4.5.        De Accountantskamer bespreekt deze klachtonderdelen gezamenlijk, omdat klager er in wezen mee zegt dat hij onder druk het convenant heeft getekend. Ook hier geldt dat klager te laat is. Het beweerd afraden extern advies over het ontwerp van het echtscheidingsconvenant in te winnen en het beweerd uitoefenen van emotionele druk op klager om het convenant te ondertekenen, hebben uiteraard in 2015 plaatsgevonden en klager heeft in zijn visie ook in dat jaar het afraden en de emotionele druk vastgesteld.    

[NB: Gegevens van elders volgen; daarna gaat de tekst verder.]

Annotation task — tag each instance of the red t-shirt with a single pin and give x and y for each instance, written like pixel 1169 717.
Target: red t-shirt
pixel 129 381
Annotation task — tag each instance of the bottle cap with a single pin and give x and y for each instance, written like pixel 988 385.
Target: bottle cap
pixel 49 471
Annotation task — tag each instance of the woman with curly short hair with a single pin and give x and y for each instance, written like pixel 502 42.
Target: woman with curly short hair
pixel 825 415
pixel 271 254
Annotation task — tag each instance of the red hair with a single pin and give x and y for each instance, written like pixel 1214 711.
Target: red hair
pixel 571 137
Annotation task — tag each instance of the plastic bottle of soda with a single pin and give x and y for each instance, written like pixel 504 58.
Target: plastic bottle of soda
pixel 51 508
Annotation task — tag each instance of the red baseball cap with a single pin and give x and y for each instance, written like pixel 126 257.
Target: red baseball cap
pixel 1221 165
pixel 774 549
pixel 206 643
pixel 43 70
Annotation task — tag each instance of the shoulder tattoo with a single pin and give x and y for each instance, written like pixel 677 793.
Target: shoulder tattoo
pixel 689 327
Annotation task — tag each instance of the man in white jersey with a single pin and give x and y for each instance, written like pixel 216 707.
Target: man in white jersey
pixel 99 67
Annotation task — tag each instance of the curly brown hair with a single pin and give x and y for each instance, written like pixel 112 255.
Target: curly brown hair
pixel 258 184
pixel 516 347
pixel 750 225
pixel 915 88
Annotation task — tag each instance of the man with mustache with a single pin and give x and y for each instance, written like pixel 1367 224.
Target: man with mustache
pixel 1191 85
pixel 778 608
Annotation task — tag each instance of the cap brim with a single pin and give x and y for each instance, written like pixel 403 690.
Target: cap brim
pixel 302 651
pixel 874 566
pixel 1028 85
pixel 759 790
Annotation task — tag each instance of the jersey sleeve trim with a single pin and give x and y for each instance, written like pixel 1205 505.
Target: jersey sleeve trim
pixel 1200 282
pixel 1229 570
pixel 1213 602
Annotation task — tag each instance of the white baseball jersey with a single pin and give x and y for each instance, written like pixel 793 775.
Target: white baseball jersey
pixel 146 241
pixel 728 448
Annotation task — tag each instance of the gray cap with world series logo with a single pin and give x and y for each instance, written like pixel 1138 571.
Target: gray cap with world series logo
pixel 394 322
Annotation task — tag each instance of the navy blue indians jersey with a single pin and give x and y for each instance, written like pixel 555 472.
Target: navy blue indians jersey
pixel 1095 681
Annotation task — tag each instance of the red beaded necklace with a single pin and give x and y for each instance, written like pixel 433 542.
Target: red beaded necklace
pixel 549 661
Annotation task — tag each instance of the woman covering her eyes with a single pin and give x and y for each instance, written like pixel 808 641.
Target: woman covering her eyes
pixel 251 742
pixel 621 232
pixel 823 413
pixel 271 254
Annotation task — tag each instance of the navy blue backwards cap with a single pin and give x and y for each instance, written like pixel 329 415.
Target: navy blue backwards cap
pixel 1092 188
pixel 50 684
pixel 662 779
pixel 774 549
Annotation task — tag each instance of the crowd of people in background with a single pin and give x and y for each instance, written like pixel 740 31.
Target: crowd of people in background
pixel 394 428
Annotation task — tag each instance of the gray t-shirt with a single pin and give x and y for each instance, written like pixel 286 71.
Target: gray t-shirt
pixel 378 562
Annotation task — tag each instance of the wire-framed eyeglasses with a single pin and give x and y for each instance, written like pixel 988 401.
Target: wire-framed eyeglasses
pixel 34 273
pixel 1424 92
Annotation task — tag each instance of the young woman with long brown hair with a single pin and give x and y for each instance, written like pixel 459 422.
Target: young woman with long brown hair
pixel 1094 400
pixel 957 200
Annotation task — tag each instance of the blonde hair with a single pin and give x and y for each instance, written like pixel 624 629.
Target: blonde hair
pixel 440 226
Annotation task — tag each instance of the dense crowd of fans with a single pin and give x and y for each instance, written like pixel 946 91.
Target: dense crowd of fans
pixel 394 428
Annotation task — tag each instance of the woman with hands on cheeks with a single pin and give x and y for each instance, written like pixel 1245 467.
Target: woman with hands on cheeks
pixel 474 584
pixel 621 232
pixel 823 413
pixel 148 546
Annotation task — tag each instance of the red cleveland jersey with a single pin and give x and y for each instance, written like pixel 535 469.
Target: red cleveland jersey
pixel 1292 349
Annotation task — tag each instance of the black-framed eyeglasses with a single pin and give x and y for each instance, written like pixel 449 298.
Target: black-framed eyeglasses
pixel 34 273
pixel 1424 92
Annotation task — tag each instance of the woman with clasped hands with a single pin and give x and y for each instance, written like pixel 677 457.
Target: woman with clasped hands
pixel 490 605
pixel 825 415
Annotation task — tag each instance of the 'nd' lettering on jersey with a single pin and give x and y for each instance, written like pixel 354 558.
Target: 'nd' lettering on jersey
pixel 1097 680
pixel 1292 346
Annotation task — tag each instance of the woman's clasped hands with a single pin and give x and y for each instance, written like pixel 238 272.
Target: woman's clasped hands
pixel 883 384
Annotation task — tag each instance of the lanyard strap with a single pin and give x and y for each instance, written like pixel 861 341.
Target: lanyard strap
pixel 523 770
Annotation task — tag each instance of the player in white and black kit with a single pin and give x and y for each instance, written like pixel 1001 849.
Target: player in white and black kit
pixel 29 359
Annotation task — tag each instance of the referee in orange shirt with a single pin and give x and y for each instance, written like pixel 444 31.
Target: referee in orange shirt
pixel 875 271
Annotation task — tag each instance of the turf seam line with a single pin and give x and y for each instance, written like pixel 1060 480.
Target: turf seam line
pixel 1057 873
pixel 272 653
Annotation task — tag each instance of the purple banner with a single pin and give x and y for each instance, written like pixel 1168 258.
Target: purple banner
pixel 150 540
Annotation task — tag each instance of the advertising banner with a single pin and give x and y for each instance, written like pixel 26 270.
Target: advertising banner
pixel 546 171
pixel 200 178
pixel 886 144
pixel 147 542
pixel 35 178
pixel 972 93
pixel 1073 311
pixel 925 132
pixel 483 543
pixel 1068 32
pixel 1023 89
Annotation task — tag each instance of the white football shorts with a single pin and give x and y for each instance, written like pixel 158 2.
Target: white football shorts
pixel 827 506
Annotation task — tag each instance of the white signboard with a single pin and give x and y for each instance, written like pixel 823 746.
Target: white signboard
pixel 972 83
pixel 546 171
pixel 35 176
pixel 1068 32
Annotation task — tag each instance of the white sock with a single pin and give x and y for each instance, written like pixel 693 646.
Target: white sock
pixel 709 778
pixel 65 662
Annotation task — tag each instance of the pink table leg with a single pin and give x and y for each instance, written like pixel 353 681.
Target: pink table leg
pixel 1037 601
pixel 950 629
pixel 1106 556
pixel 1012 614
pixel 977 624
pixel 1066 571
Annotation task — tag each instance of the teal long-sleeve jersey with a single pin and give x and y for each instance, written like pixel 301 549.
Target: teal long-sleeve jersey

4.6.        Ter vermijding van elk misverstand merkt de Accountantskamer op dat uit wat hiervoor staat niet mag worden afgeleid dat de klacht geheel of gedeeltelijk gegrond zou zijn verklaard als klager die wel op tijd had ingediend. De Accountantskamer komt niet toe aan een inhoudelijke beoordeling van de klachtonderdelen en zal over de juistheid ervan dan ook geen uitspraak kunnen doen. Of betrokkene dus daadwerkelijk heeft gedaan waarvan klager hem beschuldigt, blijft in het midden.

5.             De beslissing

De Accountantskamer:

  • verklaart de klacht niet-ontvankelijk.

Aldus beslist door mr. C.H. de Haan, voorzitter, mr. A.D.R.M. Boumans en mr. I. Tubben (rechterlijke leden) en drs. W. J. Schoonderbeek RA en A.M.H. Homminga AA (accountantsleden), in aanwezigheid van mr. A. van der Weij, secretaris, en uitgesproken in het openbaar op 3 september 2021.

_________                                                                                                                       __________

secretaris                                                                                                                           voorzitter

Deze uitspraak is aan partijen verzonden op:_____________________________

Op grond van artikel 43 Wtra kan tegen deze uitspraak binnen 6 weken na de dag van verzending daarvan hoger beroep worden ingesteld door middel van het indienen van een beroepschrift bij het College van Beroep voor het bedrijfsleven (adres: Postbus 20021, 2500 EA  Den Haag). Het beroepschrift moet de gronden van het beroep bevatten en moet zijn ondertekend.